How can I find all the links in a PDF document?
Estimated Reading Time: 1 MinutesHyperlinks direct a user to a different part of the same PDF document, or connect the user to an external web page. In PDF, a link is a type of annotation. So to compile a list of all of the links in a PDF document, you would search for annots of Type “Annot” and Subtype “Link.” For each link found, you need to identify those links that has a defined Action is to determine whether the link is to a URI/URL, as opposed to the GoTo types that simply jump to a destination elsewhere in the document.

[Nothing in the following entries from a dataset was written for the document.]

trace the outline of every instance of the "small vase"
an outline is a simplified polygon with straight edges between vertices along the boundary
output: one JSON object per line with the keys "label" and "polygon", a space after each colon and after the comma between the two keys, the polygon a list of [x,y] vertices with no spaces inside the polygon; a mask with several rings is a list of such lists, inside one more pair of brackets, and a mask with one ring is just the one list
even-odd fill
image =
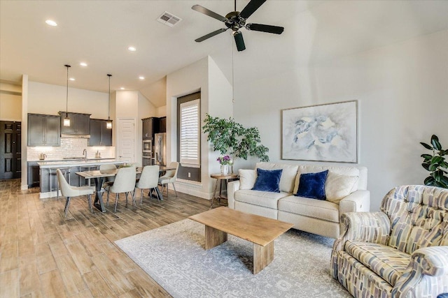
{"label": "small vase", "polygon": [[227,165],[221,165],[221,174],[223,175],[229,174],[229,166]]}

Adobe PDF Library does not offer a method that will list all of the links found in a PDF document in a single call. To obtain the links, you need to inspect each page of the document to see if it has any Annotations on it:
- Acquire the page
- Call PDPageGetNumAnnots to find annotations
- Inspect each annotation with PDAnnotGetSubtype to determine if an annotation is a link
The following sample code summarizes this sequence:
for (i=0; i<PDPageGetNumAnnots(pdPage); i++) { annot = PDPageGetAnnot(pdPage, i); if(PDAnnotIsValid(annot) && PDAnnotGetSubtype(annot) == ASAtomFromString("Link")) { ... } }
Then, you need to identify the annotations where the action is defined as a reference to an embedded URL, not a GoTo action to take the reader to another page within the same document.
See Section 12.6.4, “Action Types,” in the ISO 32000 Reference, page 417.